EasyLM supports flexible model and data parallelism for training and serving large language models. Specifically, EasyLM uses the PJIT feature of JAX to parallelize the computation across multiple of accelerators or multiple hosts. To do so, all the accelerators are first grouped into a multi-dimensional mesh, where each axis represents a different type of parallelism. Currently, EasyLM uses 3D meshes for most of the models. Typically, the first axis of the mesh is used for data parallelism, the second axis used for fully sharded data parallelism (FSDP), and the third axis is used for model parallelism. For more information about FSDP, please refer to this FSDP tutorial.
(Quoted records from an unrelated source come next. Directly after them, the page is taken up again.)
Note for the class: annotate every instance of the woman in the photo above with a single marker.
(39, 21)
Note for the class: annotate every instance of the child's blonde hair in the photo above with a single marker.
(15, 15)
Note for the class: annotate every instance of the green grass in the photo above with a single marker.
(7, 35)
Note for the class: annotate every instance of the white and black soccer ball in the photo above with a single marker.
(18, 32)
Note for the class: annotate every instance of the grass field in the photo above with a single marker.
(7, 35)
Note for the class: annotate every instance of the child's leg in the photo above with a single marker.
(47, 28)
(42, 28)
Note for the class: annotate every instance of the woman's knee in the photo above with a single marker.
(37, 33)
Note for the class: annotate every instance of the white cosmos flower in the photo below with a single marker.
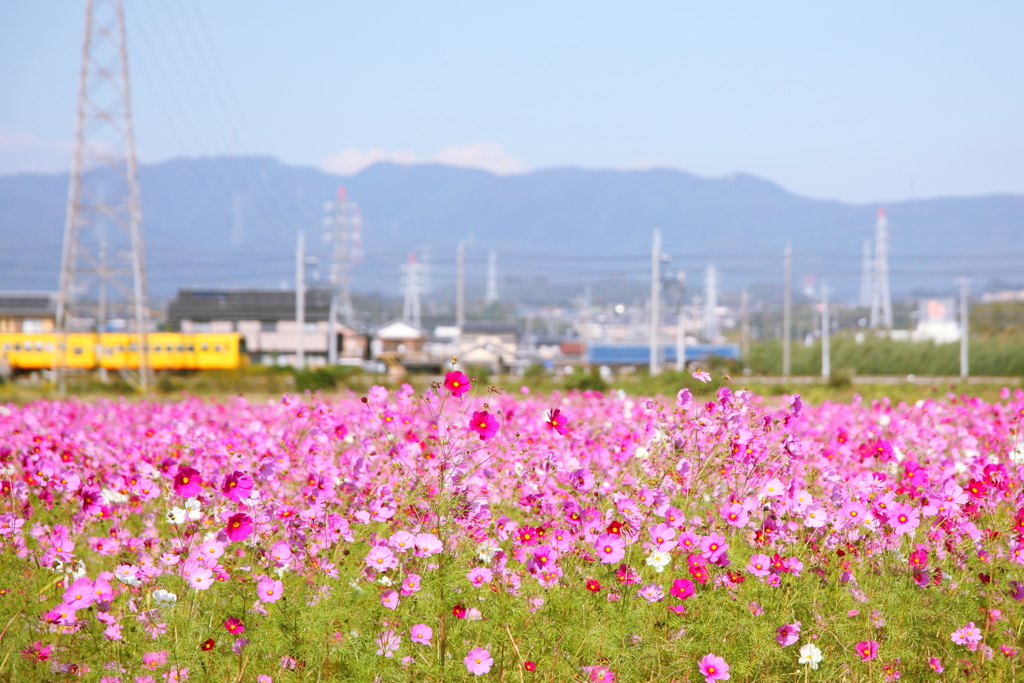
(810, 653)
(193, 509)
(175, 515)
(164, 598)
(658, 559)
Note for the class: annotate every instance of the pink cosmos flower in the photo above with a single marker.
(664, 537)
(903, 518)
(421, 633)
(557, 422)
(390, 599)
(760, 565)
(457, 383)
(388, 642)
(479, 575)
(427, 545)
(187, 482)
(268, 590)
(381, 559)
(478, 662)
(610, 548)
(80, 594)
(201, 578)
(240, 526)
(410, 585)
(238, 486)
(484, 425)
(37, 651)
(155, 659)
(735, 515)
(787, 634)
(967, 635)
(714, 668)
(867, 649)
(682, 588)
(713, 547)
(235, 626)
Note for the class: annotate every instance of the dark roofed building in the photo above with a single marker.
(28, 311)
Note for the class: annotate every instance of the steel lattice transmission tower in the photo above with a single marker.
(103, 190)
(414, 281)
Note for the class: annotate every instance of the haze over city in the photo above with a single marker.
(868, 102)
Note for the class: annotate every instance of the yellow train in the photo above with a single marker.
(168, 350)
For example, if we have 8 accelerators for each host and 32 hosts in total, this gives us a total of 256 accelerators. We can use a 3D mesh of shape (1, 8, 32) to specify that one model is partitioned across 32 accelerators for model parallelism, and each parition has 8 replicas for fully sharded data parallelism.
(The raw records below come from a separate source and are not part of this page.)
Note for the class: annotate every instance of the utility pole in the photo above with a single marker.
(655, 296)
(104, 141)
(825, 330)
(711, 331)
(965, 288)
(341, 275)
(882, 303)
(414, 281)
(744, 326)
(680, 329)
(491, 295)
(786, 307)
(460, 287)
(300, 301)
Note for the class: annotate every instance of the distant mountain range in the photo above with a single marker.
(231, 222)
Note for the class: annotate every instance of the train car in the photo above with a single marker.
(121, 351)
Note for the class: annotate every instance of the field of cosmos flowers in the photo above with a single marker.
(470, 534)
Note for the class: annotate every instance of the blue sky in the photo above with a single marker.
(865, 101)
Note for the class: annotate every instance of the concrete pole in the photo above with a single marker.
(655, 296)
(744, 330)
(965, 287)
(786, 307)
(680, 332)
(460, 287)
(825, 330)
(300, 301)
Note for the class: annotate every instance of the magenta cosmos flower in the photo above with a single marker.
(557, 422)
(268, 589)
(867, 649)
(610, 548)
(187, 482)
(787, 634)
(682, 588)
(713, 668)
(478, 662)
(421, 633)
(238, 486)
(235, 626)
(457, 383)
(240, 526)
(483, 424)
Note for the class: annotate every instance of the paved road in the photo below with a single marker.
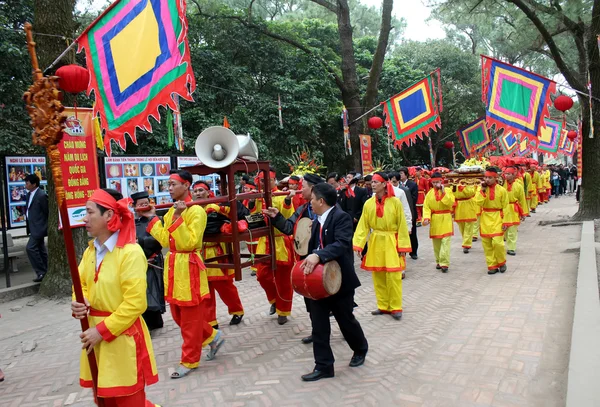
(466, 339)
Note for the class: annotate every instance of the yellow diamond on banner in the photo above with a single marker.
(131, 63)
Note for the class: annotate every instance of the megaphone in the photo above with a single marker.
(248, 149)
(217, 147)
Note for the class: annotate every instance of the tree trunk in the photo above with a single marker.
(56, 17)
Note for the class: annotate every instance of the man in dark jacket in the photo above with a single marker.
(331, 239)
(36, 214)
(414, 193)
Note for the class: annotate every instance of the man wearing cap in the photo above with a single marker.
(219, 281)
(517, 209)
(384, 224)
(153, 251)
(493, 200)
(437, 209)
(186, 283)
(423, 186)
(113, 280)
(277, 284)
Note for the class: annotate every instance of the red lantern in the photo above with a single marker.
(563, 103)
(73, 78)
(375, 122)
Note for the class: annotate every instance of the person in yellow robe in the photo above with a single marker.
(383, 222)
(277, 283)
(113, 280)
(493, 200)
(517, 209)
(465, 213)
(437, 210)
(186, 283)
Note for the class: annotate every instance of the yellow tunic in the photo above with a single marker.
(283, 243)
(494, 204)
(389, 236)
(517, 205)
(438, 208)
(185, 278)
(465, 208)
(117, 300)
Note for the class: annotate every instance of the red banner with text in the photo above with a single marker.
(366, 154)
(79, 164)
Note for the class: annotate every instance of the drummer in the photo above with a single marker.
(290, 226)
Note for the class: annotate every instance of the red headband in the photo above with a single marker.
(122, 220)
(176, 177)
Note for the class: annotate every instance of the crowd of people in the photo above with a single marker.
(127, 282)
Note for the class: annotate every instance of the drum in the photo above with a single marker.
(325, 280)
(302, 236)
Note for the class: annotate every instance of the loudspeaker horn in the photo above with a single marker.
(217, 147)
(248, 149)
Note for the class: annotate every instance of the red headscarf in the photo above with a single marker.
(389, 193)
(122, 220)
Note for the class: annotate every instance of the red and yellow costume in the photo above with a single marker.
(517, 209)
(438, 209)
(186, 282)
(465, 213)
(423, 185)
(116, 291)
(277, 283)
(493, 201)
(383, 221)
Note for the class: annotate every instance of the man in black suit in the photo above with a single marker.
(36, 214)
(414, 193)
(331, 239)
While the multi-dimensional mesh parallelism is not very intuitive, EasyLM hides
most of the complexity from the user. For most use cases, the user only needs
to specify the parallelism axis dimensions based on the memory capacity and the
compute performance of the accelerators used. Typically, this is done by passing
the mesh_dim
command line argument to the training or serving script. The
mesh_dim
is a comma separated list of integers representing the parallelism
mesh axis dimensions. One of the axis dimensions can be -1
, which means that
the axis dimension will be inferred based on the total number of accelerators.
For example, if we want to train a LLaMA model on 8 accelerators,
we can pass in the following option for mesh_dim
:
python -m EasyLM.models.llama.llama_train \
--mesh_dim='1,8,1' \
...
This specifies that the model is paritioned across 8 accelerators for FSDP. Note that
we can use -1
for one of the axis dimensions, which means that the axis dimension
will be inferred based on the total number of accelerators. For example, on a 8
accelerator machine, specifying 1,1,-1
for mesh_dim
is equivalent to
specifying 1,1,8
.
The parallelism axis dimensions can be tuned to achieve the best performance. Generally, it is recommended to use larger FSDP axis and a small model parallelism axis to achieve the best throughput.